The opera proved very popular and was subsequently performed in many Italian and European cities, including Vienna in 1783. For the Vienna performance, Mozart added two of his own arias, "Vorrei spiegarvi, oh Dio! (K. 418) and "No, no che non sei capace" (K. 419) at the request of Aloysia Weber who was singing the lead soprano role of Clorinda. Il curioso indiscreto was revived in 1984 with a performance at the Mozarteum concert hall in Salzburg which included the two Mozart arias.

==Roles==

| Role | Voice type | Premiere cast, Carnival 1777 |
|---|---|---|
| Clorinda, betrothed to Marchese Calandrano | soprano castrato travesti | Tommaso Galeazzi |
| Marchese Calandrano, a curious man | bass | Agostino Liparini |
| Emilia, Marchese Calandrano's niece | soprano castrato travesti | Gaetano Quistapace |
| Contino Ripaverde, in love first with Emilia, then with Clorinda | tenor | Vincenzo Calvesi |
| Prospero, Clorinda's maggiordomo | bass | Luigi Tasca |
| Aurelio, Marchese Calandrano's friend | tenor | Pietro Natali |
| Serpina. Clorinda's maid | soprano castrato travesti | Lorenzo Neroni |

==Synopsis==
Marchese Calandrano is afflicted with insatiable curiosity. He is betrothed to the beautiful Clorinda but wonders what she would do if another man paid court to her.

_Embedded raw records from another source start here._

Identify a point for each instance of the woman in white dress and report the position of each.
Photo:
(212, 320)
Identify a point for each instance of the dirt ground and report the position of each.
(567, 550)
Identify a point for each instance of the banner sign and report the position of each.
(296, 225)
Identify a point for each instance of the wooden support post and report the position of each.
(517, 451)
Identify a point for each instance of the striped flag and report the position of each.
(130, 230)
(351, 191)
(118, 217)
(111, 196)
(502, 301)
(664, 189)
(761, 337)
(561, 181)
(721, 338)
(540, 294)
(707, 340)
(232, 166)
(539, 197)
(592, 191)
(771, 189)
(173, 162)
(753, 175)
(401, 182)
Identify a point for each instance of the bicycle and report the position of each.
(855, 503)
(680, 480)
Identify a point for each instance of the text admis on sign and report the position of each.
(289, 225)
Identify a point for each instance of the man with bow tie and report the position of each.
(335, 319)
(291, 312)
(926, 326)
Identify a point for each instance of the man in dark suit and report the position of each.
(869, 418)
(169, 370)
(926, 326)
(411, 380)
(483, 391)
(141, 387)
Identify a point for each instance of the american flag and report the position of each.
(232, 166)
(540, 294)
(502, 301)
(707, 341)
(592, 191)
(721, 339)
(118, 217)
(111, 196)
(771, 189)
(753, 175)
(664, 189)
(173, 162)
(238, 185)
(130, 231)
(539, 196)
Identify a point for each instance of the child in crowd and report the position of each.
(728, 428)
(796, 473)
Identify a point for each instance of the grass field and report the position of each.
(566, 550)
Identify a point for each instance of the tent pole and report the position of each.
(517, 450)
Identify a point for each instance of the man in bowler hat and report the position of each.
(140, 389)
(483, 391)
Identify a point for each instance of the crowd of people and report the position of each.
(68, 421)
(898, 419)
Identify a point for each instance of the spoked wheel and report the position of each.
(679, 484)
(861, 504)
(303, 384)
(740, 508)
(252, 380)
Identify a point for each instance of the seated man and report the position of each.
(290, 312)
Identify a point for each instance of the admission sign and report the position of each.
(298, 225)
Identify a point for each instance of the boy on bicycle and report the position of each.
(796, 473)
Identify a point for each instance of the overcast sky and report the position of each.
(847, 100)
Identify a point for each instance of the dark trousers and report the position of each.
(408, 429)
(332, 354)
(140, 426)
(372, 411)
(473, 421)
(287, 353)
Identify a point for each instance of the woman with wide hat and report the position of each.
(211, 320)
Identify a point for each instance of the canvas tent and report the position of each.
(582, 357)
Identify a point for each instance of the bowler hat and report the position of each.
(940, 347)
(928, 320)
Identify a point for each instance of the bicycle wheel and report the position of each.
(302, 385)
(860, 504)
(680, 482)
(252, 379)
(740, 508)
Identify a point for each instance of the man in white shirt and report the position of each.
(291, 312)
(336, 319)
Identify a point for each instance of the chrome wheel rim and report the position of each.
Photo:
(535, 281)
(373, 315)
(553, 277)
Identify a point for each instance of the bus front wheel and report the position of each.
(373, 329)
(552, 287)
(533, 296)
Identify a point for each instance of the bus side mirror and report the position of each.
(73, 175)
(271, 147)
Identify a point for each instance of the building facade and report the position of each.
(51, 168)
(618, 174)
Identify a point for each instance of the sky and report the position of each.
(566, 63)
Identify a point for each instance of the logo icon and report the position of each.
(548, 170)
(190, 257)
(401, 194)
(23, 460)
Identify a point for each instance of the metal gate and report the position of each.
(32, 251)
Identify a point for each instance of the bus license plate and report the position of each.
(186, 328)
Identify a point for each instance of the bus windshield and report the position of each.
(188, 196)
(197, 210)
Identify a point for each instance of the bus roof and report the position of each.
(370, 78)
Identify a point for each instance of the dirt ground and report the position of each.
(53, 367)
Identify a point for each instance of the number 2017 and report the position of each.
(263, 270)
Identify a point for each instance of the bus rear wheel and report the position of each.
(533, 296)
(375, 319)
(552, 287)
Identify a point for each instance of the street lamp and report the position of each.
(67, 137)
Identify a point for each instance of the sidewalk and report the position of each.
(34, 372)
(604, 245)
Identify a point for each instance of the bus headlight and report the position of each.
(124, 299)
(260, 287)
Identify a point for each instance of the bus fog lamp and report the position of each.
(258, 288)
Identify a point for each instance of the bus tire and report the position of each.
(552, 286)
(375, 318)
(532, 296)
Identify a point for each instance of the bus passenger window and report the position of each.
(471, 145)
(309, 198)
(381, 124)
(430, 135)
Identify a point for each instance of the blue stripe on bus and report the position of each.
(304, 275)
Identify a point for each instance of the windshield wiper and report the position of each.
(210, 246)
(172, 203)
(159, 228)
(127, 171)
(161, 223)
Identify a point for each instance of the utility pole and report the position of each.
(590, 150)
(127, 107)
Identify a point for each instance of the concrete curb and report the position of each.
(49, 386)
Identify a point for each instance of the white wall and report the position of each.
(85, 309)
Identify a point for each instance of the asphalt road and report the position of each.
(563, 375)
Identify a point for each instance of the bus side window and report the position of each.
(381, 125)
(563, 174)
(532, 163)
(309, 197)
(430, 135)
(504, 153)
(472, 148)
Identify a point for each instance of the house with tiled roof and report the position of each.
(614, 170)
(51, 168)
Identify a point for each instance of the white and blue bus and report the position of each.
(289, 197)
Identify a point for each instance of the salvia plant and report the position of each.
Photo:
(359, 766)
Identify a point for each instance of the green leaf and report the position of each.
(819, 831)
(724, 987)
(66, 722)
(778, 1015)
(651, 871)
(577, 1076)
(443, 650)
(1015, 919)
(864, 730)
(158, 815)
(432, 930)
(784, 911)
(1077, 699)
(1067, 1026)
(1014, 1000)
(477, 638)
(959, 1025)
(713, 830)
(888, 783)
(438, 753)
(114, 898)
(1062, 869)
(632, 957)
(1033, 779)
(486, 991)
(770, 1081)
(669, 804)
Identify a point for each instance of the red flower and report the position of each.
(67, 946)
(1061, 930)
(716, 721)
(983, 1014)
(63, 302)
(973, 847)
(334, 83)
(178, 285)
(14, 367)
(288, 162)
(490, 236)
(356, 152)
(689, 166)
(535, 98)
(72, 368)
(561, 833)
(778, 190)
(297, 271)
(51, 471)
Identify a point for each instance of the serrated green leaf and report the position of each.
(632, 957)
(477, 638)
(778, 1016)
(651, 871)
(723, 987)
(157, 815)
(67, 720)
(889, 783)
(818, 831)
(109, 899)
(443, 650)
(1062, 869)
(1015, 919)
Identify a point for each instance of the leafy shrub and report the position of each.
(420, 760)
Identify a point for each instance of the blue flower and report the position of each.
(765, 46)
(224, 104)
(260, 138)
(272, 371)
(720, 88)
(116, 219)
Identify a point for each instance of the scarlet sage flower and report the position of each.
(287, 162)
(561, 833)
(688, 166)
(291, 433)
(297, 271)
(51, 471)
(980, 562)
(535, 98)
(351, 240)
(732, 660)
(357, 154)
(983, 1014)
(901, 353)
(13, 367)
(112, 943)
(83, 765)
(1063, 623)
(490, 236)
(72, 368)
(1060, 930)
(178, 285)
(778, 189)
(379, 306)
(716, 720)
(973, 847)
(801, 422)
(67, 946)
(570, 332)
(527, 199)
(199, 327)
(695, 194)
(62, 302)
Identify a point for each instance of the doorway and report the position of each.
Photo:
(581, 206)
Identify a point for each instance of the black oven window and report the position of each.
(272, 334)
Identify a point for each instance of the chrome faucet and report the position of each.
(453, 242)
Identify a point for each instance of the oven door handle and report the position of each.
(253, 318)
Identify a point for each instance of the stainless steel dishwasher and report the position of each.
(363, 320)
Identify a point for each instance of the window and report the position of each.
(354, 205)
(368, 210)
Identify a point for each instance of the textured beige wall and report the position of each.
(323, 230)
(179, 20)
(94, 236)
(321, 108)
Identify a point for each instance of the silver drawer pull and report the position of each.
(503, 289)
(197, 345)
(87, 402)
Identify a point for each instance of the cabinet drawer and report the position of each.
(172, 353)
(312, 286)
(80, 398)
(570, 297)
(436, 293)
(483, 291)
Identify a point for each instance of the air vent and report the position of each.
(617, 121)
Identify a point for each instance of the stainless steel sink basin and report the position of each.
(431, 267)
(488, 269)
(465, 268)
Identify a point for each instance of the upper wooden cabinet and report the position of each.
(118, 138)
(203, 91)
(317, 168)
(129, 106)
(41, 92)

He enlists the young Count Ripaverde, who is in love with Calandrano's niece Emilia, to test Clorinda's fidelity. This proves to be Calandrino's downfall, as Ripaverde and Clorinda fall in love. Calandrino's friend, Aurelio consoles Emilia and they too fall in love, as do Serpina (Clorinda's maid) and Prospero, (Clorinda's maggiordomo). The opera ends with the three couples celebrating their new-found happiness together and Calandrano left without a fiancée.